Half-heartedly I decided to play it along my wife’s way, not for any bloody spotless image’s sake, but I was a bit amused in the initial stage of my married life at that teetotaler I saw in the mirrors of my wife’s home.
“Uncle what is this?”
“Oh, that is a bottle of gin, Manu.”
“No, no, no. Not tin. Tin is a metal. We can put biscuits in a tin. This is gin. Gee. Ai. En.”
“Gin, gin, gin.” I repeated the word to memorize it as if there was exam the following day. “Uncle!”
“Yes, Manu,” he finished his drink, wiped his lips and sat back on his sofa to clear the doubts of his innocent son-in-law.
“Uncle, what is it made of?”
“Er..mm..Gin is a combination of…well,” he leaned forward reaching for the glass, “why don’t you go outside and play, Manu? Uncle is very busy today.”
Another day. “Uncle!“
“Uncle, why do you add water to it?”
“Oh, that,” he leaned back on his sofa, wiped his moustache, and switched on his Einstein. “Well, without water it is very harsh. Water cuts it down to a drinkable level.”
“Then why shouldn’t they bottle it with enough water so that you could drink it without adding water?” my eyes were wide as I asked it.
“Er…ehm…” He leaned forward reaching for his glass, “Uncle is very busy today. Why don’t you go inside and play?”
I did. I became a father. Years went by. Still my status did not change a bit from the Cerelac-drinking boy in the eyes of my father in law. One night I heard him whispering to his friend over phone: Can you believe it. He doesn’t know that difference between beer and whisky! Do such boys exist today!
Such boys do not exist, uncle, at least in your home. But how could I blurt out the truth, I had gone too far with my wife-inspired acts.
After many months I got tired with my performance. Sometimes my visit to my wife’s home would time perfectly with the yearly festival. I can stand anything but those apologies that precede and follow every drink. “I know you hate me for drinking this.”
Yes, uncle. I hate you for drinking it. ALONE.
Alas, what could I do! Neither does my wife let me blurt the truth out to you nor does my ego let me snatch that glass from your hand and declare our joint festival open.
Uncle, do you remember the day we went to your wife’s home? Well, that night you caught your brother-in-law offering me whisky.
*** **** *** ****
“MOHANAAA,” Babu uncle blasted in from nowhere. My hand once again went concrete.
“What did you just ask Manu?”
“You asked him whether he would drink. You know one thing? He hates people who drink. Only last evening he asked me whether he would get burned if raw whisky falls on his skin. He knows nothing about it. Let us not spoil him.”

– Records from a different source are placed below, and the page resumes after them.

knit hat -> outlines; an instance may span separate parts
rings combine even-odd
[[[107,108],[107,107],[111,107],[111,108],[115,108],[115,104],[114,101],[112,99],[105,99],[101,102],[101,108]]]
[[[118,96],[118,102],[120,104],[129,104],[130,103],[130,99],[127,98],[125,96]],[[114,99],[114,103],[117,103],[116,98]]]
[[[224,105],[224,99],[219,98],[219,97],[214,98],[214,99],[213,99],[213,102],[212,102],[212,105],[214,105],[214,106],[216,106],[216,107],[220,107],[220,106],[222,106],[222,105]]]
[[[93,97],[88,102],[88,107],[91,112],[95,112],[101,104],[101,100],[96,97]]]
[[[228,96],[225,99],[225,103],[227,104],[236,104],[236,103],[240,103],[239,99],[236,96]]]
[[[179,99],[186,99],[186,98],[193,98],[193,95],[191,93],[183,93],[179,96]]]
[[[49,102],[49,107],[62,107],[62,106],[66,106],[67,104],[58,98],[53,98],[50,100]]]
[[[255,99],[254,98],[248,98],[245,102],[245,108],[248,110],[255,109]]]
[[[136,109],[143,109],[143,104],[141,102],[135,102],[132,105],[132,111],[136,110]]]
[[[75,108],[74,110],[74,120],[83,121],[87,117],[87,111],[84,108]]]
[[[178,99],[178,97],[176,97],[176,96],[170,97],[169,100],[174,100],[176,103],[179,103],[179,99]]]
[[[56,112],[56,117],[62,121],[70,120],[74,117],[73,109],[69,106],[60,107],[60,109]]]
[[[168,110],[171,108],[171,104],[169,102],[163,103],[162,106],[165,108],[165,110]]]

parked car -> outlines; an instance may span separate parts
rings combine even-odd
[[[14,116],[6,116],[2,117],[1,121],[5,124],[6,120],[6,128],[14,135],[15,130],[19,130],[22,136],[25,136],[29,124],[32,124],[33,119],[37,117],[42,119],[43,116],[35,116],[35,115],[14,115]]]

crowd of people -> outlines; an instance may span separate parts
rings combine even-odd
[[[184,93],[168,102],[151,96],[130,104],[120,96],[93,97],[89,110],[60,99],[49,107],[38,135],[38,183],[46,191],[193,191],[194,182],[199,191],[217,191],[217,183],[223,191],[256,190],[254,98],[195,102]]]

“But Babu anna, I don’t understand it. He said yes, when I asked him whether he wanted some whisky, didn’t you?” He turned to me.
“I heard it ‘mixie’ uncle, not ‘whisky.’” I said innocently. “Our mixie is under repair. I thought you have a spare one.”
“You heard that!” My father in law asked. His brother in law apologized to me profusely.
Babu mama, if you are reading this (if some kind-hearted soul is now reading this story to you), realize that, our mixie was perfectly healthy those days.